Simon vs the Homo Sapiens Agenda by Becky Albertalli

Simon vs the Homo Sapiens Agenda

Simon’s family is absolutely hilarious! Omg I loved them. They were so supportive (I know I’ve been repeating that a lot, but it’s true!! Plus it’s a very important trait in families. *nods*) and they simply had a great dynamic. Also can I mention how wonderful it was for Simon to have such a close relationship with his siblings, and parents? Like YES.

A Thousand Pieces of You by Claudia Gray

A Thousand Pieces of You

To anyone who’s read this book, this one is a great example as well! Marguerite has two loving and understanding parents, as well as one sister. Yep, this is a sci-fi novel, and yep, I kid you not, she has.. wait for it… *gasp* a family. And it was so great! Also, while we’re at it, it was so interesting to see the different versions of her family too, in the various dimensions! This is definitely one book you might want to check out if family is important to you in books. 😉

If I Stay by Gayle Forman

If I Stay

I wasn’t, like, the biggest fan of this book, but it’s definitely a book that doesn’t neglect the power of family! A lot of the story is spent in flashbacks, and from there we can see how important Mia’s family is to her, as well as how they interacted with eachother. And it was clear that her family had a very positive relationship, so yay!

The Selection series by Kiera Cass

The Selection series is not without flaws, but I found it worth mentioning in this post seeing how it offers a relatively good example of pro-family themes. America’s family seemed pretty realistic, to a certain extent, and was generally very supportive of one another. I liked May and America’s relationship, though it wasn’t focused on much I suppose, as well as the relationship between America and her father. As for The Heir, Eadlyn had a pretty good family… mostly. America and Maxon were good, though some of their decisions involved some raised eyebrows on my part. But still. Point being; pro-family! *Claps*

Legend by Marie Lu

Legend

June and Day’s respective families are the reason for Legend being on the list. June’s parents were dead even before the book started (so no worries, it’s not a spoiler, you’ll learn that quickly anyway), but her relationship with her brother recieves a thumbs-up from me! I appreciated their strong bond. Day didn’t have the best family, in that they weren’t in the best condition, but their relationship was strong and filled with love. ❤ Agh. Why they don’t have more strong familial relationships in books, I don’t understand.

Twilight by Stephanie Meyer

I know, I know. Most of you are probably looking at the screen like, girl, really?! or something like that. But yes. This isn’t a mistake! Twilight actually does have a pro-family theme, as much as Twilight-haters might want to deny it. The Cullen family, though perhaps not popular, still does support the whole pro-family theme! The Cullens are very protective of one another, and love eachother.. in their own way. This may not be a favourite, but it still has a good family theme! Don’t kill me please.
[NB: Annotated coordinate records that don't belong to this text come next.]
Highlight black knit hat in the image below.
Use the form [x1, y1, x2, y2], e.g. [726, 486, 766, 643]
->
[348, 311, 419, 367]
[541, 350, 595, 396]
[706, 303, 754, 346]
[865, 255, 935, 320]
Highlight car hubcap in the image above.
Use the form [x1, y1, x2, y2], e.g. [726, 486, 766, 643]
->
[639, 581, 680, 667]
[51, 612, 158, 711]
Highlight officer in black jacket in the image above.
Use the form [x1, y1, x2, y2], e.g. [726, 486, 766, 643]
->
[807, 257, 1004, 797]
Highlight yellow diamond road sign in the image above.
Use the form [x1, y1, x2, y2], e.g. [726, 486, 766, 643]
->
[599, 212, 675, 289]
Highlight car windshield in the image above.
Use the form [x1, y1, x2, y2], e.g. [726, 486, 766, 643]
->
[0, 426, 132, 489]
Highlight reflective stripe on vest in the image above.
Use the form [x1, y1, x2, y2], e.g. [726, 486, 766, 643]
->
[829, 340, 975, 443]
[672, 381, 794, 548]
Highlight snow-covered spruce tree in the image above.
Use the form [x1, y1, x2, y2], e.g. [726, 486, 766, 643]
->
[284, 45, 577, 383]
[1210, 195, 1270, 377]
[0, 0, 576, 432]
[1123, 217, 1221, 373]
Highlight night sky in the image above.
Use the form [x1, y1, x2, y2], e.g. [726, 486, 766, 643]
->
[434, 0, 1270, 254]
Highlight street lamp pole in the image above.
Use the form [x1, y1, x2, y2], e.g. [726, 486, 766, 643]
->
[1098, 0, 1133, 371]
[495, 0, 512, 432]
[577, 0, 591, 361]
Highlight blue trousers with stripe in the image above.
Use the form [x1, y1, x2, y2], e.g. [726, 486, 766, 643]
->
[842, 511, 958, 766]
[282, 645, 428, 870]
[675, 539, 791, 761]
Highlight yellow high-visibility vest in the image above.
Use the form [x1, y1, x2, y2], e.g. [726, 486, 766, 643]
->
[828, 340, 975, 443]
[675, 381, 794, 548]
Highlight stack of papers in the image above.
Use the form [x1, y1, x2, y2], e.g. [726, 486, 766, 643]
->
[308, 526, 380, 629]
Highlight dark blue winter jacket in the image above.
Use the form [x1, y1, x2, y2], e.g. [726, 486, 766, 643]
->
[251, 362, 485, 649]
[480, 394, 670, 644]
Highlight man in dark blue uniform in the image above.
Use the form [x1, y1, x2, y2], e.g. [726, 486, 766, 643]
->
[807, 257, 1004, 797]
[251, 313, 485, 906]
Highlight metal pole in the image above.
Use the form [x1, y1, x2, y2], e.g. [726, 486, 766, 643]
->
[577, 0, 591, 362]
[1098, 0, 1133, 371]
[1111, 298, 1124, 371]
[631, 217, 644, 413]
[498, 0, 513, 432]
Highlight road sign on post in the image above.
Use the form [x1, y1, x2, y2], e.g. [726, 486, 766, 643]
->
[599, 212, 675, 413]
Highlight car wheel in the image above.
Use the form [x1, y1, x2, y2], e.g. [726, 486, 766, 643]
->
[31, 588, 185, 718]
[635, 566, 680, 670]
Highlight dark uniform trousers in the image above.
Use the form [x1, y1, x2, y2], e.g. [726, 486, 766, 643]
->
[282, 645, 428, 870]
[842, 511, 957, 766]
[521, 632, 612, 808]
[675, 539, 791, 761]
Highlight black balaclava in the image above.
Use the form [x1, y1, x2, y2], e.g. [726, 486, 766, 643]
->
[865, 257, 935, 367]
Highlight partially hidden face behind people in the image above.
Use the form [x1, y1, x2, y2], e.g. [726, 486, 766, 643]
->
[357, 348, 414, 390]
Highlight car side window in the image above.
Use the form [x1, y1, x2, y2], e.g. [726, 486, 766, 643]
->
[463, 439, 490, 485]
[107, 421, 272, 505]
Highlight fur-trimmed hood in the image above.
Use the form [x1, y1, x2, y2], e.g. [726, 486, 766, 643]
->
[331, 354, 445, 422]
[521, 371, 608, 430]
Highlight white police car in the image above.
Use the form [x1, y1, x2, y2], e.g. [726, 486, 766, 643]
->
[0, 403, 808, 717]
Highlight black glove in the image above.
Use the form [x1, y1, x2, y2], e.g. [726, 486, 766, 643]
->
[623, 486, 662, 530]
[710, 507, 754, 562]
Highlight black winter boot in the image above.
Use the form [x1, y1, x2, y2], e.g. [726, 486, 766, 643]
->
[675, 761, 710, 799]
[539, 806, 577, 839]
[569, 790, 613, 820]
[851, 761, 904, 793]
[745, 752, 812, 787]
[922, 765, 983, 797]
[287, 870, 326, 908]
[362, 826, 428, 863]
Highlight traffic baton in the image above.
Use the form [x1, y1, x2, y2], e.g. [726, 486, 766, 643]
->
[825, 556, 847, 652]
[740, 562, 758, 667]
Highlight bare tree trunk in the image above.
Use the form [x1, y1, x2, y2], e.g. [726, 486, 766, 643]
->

Red Queen by Victoria Aveyard

Red Queen

Aaaand, last but not least, to conclude this list, I’ve put Red Queen by Victoria Aveyard! This book also has a pro-family theme going on (duh, that’s why it’s on the list), thanks to Mare. She obviously cared for her family quite a bit, and her family, despite their disapproval at times, returned that sentiment. It was refreshing to see that in a fantasy novel!


So that’s it for this little list! I know (well, hope) that there are many other books out there with pro-family themes; if I’ve missed any that you’ve read, feel free to mention it below! I’m always on the lookout for books with families actually present, you know? Having no family in YA books has honestly become too common. But tell me what you think? Has families become sparse in YA? Is that a good or bad thing? What bookish families do you love the most? Let me know whatever thoughts you may have down in the comments! ❤ Happy Tuesday!